At about 160 km from the terminal, the leading wheelset of the trailing bogie of the 25th wagon derailed on the up main line at Antiene. The wheelset ejected from the bogie and came to a rest about 3 kms up the track. The train continued in a derailed state for 9 km, dragging the bogie across the down track until it collided with the lead locomotive of train WC915, which was travelling in the opposite direction.
The collision resulted in WC915’s lead locomotive and two wagons derailing and the 25th, 26th and 27th wagon of MR336 tipping on their sides away from the down line. There were no injuries to the drivers on either train.
A transport safety investigation into the incident by the Office of Transport Safety Investigations (OTSI), which undertakes rail safety investigations in NSW on behalf of the ATSB, established that the wheelset derailed due to an empty wagon positioned between two loaded wagons being allowed to enter the rail network.
OTSI Acting Chief Investigator Mick Quinn said empty or light loaded wagons positioned between loaded wagons running on the rail network is a known risk that can have severe consequences.
“In this instance, trailing in-train longitudinal forces lifted the empty wagon and its trailing bogie, resulting in the leading wheelset of the trailing bogie mounting the rail and dismounting in a derailed state.
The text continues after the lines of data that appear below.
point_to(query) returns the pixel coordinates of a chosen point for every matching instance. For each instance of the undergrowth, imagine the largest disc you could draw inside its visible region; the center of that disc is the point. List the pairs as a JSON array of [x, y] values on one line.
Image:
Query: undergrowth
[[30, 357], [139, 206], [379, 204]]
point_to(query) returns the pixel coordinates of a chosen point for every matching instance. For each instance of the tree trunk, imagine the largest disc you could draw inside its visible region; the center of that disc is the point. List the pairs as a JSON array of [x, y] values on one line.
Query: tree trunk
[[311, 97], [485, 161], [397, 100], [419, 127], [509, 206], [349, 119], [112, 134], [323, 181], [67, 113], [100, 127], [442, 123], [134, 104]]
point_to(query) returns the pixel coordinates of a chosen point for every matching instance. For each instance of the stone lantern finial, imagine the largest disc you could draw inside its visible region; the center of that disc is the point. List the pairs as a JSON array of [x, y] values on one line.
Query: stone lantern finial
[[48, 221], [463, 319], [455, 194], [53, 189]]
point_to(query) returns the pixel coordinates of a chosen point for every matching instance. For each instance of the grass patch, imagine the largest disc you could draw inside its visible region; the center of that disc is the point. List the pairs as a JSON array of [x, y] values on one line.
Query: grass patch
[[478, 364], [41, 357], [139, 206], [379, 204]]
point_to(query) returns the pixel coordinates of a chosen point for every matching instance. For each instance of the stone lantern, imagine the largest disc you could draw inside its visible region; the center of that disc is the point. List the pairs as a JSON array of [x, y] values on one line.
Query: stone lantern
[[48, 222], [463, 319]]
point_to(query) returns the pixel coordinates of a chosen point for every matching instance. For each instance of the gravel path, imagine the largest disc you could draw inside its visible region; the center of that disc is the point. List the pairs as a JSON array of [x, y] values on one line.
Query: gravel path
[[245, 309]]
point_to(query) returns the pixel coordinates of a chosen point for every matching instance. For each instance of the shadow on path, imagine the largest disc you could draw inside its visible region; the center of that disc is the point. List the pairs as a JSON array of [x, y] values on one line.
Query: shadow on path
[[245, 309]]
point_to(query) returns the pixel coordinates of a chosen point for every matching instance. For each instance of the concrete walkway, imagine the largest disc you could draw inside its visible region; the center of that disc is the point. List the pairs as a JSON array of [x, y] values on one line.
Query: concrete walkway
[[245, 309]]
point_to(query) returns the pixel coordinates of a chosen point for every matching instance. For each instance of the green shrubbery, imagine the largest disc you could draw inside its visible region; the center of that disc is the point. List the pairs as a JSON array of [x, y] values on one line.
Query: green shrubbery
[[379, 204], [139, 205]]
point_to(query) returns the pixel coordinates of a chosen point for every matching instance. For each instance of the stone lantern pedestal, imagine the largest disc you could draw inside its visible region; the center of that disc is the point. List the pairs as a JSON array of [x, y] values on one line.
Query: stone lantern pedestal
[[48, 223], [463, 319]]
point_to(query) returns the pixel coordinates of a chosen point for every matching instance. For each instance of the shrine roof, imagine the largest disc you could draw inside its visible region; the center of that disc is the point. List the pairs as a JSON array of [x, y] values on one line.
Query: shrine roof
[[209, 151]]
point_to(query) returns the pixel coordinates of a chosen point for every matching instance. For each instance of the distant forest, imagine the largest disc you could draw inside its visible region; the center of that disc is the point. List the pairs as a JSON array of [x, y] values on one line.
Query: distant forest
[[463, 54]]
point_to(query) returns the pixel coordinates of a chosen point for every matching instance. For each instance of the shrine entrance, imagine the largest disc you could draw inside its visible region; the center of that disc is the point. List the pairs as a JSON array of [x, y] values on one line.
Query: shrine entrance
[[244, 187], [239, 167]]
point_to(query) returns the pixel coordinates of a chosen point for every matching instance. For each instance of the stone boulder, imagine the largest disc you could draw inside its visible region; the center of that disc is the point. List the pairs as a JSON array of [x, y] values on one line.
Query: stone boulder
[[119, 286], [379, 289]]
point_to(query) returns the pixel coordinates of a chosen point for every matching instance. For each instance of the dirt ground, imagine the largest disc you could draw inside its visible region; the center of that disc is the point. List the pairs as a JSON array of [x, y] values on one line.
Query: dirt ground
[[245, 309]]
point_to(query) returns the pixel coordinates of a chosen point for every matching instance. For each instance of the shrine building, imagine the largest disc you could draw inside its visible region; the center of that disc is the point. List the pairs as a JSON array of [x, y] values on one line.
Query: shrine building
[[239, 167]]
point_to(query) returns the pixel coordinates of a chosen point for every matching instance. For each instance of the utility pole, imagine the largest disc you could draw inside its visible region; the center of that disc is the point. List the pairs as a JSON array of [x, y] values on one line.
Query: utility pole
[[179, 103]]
The wheelset then ejected from the bogie and the train continued with the bogie dragging on the down rail of the up main line within the six foot and foul of the down main line,” said Mr Quinn.
The investigation found the 25th wagon of MR336 was not loaded due to a malfunction of a ‘stop loading sensor’ in the automatic loading system being commissioned at the terminal.
“Reduced confidence in the alarm from several false empty wagon alerts during the commission process meant the TLO was pre-occupied when the alarm sounded and the opportunity to see and confirm the wagon was loaded was missed,” Mr Quinn noted.
“Other opportunities to check the wagon were also missed due to low light conditions at the terminal and the CHPP supervisor check requested by the TLO based on a check of the wrong wagon.
“This investigation highlights the need for coal loading terminals and rolling stock operators to review their processes to prevent empty or lightly loaded wagons being positioned between loaded wagons and entering the rail network.”
In response to the incident the Moolarben loading terminal corrected the malfunctioning sensor and implemented a more detailed verification process to ensure both the TLO and Control Room Operators verify trains are loaded within their specifications before advising train operators loading is complete.
A review of the terminal’s risk assessment for additional train loading has implemented several actions including empty wagon detection by two independent methods, improvements in lighting, and increased monitoring of weighbridge performance. A review and update of training the train loading manual and training package has also been conducted.